When you start the program, the first dialog asks for the location of the workspace you want to use. If the location does not exist, it will be created.

After this, a splash screen will inform you about the progress of the start, and bring you to the welcome screen.

In the background, your firewall might notify you that this program wants to connect to other computers. This is normal; it loads tips from the Internet and tests whether other services (for example, the public repository of KNIME workflows) are available or not. You can allow this if you have permission to do so, but unless you want to connect to other servers, you do not have to give that permission.

The welcome screen shows two main options: one for initializing the workbench for first use, and the other is to install new extensions.

Before we select either of them, we will introduce the most important preferences, because configuring before the first use is always useful.

Setting preferences

Navigate to the Preferences... menu item under File | Preferences... to gain access to the preferences dialog. In the General section, you will see an option to enable Show heap status. It is useful, because it can help you optimize the memory settings for KNIME. I suggest you to turn it on. It will be visible in the lower-right corner of the status bar.

KNIME

You can set some KNIME-related options in the preferences of the KNIME category.

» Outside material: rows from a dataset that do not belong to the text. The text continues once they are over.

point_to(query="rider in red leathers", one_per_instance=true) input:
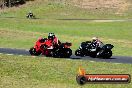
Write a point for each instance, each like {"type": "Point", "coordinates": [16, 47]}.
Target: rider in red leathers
{"type": "Point", "coordinates": [54, 40]}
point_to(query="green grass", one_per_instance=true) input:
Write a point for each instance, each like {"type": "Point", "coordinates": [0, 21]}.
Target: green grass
{"type": "Point", "coordinates": [42, 72]}
{"type": "Point", "coordinates": [22, 33]}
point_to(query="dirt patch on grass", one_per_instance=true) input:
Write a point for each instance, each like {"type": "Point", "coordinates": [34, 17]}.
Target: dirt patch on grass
{"type": "Point", "coordinates": [120, 5]}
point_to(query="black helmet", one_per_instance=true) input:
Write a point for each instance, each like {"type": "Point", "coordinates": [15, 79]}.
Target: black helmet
{"type": "Point", "coordinates": [51, 36]}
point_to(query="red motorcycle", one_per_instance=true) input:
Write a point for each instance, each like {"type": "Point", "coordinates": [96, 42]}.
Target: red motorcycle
{"type": "Point", "coordinates": [46, 47]}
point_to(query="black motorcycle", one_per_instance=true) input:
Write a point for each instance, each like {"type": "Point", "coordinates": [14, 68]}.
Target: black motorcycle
{"type": "Point", "coordinates": [88, 49]}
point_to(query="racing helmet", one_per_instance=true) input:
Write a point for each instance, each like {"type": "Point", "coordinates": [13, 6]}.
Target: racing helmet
{"type": "Point", "coordinates": [51, 36]}
{"type": "Point", "coordinates": [94, 38]}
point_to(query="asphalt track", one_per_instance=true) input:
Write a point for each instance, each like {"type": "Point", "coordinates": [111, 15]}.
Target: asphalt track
{"type": "Point", "coordinates": [113, 59]}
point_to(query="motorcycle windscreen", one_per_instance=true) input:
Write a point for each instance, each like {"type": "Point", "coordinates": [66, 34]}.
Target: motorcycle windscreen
{"type": "Point", "coordinates": [108, 46]}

The KNIME GUI subcategory contains confirmation, Console logging, workflow editor grid options, and some text-related options.

If you want to connect to databases, you should find a driver for your database, and register it by navigating to KNIME | Database Driver. There, you can add the archive file, and later, you will be able to use them in database connections.

Tip

Database drivers

You can find JDBC database drivers on your database provider's homepage, but you can also try the JDBC database: http://www.databasedrivers.com/jdbc/

With Preferred Renderers you can set the default renderers for the columns. This options is especially useful if you are working with chemical structures.

The main KNIME preference page contains the file logging detail settings, the parallelism option, and the path to the temporary files.

Other preferences

To set up the proxy, you should navigate to General | Network Connections.

In the General | Keys page, you can redefine the key bindings for KNIME commands. So, you can use the shortcuts with which you are familiar or comfortable on your keyboard.

General | Web Browser and the Help pages are especially useful when you have problems displaying help, or you want to browse local help in your browser.

You can also set some update sites by navigating to Install/Update | Available Software Sites, but usually that is also done by navigating to Help | Install New Software....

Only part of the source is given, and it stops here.